2017 – NotPetya (Ukraine and Wiper Malware) & WannaCry
NotPetya started as a ransomware but was later found to be a wiper – a virus that causes disruption. The ransom part existed but the data was already damaged. Another one, WannaCry, used the EternalBlue exploit, developed by the NSA. It affected more than 3 Million computers across 150 countries until it was finally disabled with a kill switch.
2019 – Maze Ransomware
This introduced the concept of “double extortion,” where attackers encrypted the files and also threatened to publish stolen data unless a ransom was paid.
2020 – EKANS (Snake) Ransomware
The first ransomware was dedicated primarily to targeting OT (operational technology) and ICS (Industrial Control System) infrastructures.
2020-2021 – LockBit – Emergence of Ransomware-as-a-Service (RaaS)

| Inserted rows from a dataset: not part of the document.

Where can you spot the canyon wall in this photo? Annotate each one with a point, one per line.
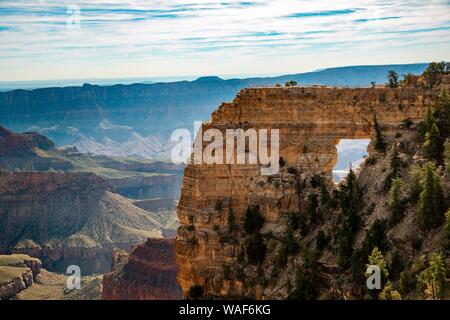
(147, 273)
(311, 121)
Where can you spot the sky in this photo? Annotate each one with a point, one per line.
(75, 39)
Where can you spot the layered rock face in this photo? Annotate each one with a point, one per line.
(147, 273)
(311, 121)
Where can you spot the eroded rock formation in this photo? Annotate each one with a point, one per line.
(17, 272)
(311, 122)
(147, 273)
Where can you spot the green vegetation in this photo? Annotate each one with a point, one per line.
(307, 279)
(322, 241)
(394, 168)
(396, 205)
(311, 207)
(442, 114)
(431, 201)
(416, 185)
(231, 221)
(389, 293)
(298, 221)
(375, 237)
(351, 202)
(432, 281)
(434, 72)
(407, 282)
(447, 154)
(393, 79)
(218, 205)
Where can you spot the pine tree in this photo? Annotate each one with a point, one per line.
(351, 204)
(431, 200)
(396, 206)
(447, 154)
(447, 224)
(432, 280)
(442, 114)
(380, 145)
(416, 184)
(389, 293)
(376, 259)
(432, 147)
(351, 200)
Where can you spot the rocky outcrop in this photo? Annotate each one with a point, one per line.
(147, 273)
(16, 144)
(311, 122)
(17, 272)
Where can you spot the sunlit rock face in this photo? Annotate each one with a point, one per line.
(311, 121)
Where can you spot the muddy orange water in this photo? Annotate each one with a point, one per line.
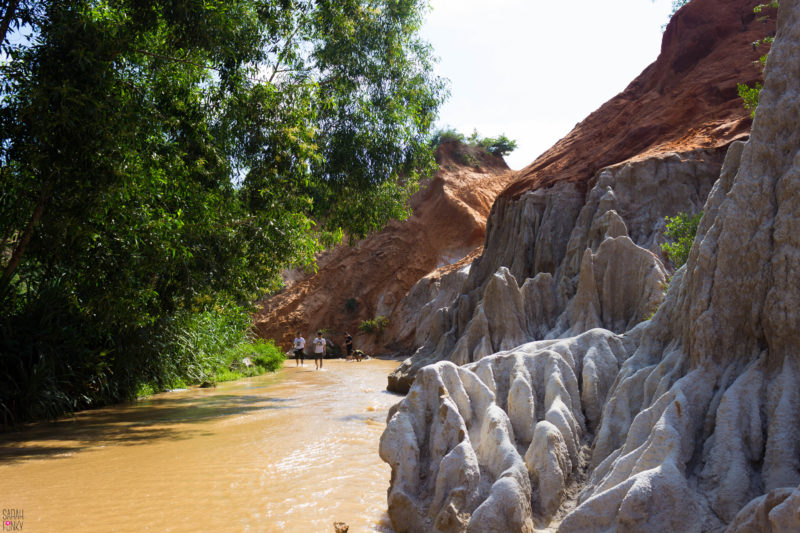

RaaS platforms created a business model out of ransomware by renting out the infrastructure and the tools to untrained threat actors required to conduct a cyberattack. This made it easy for anyone without a background to jump into this business.
Conclusion
Looking back at the history of ransomware, we can see how it has evolved into a dynamic landscape. Cybercriminals have continuously adapted their tactics to maximize their illicit gains. From the early days of ransomware attacks to the sophisticated, enterprise-level attacks of today, it has grown into a formidable challenge for organizations worldwide. As ransomware techniques become more advanced, businesses must stay vigilant and proactive in their cybersecurity measures.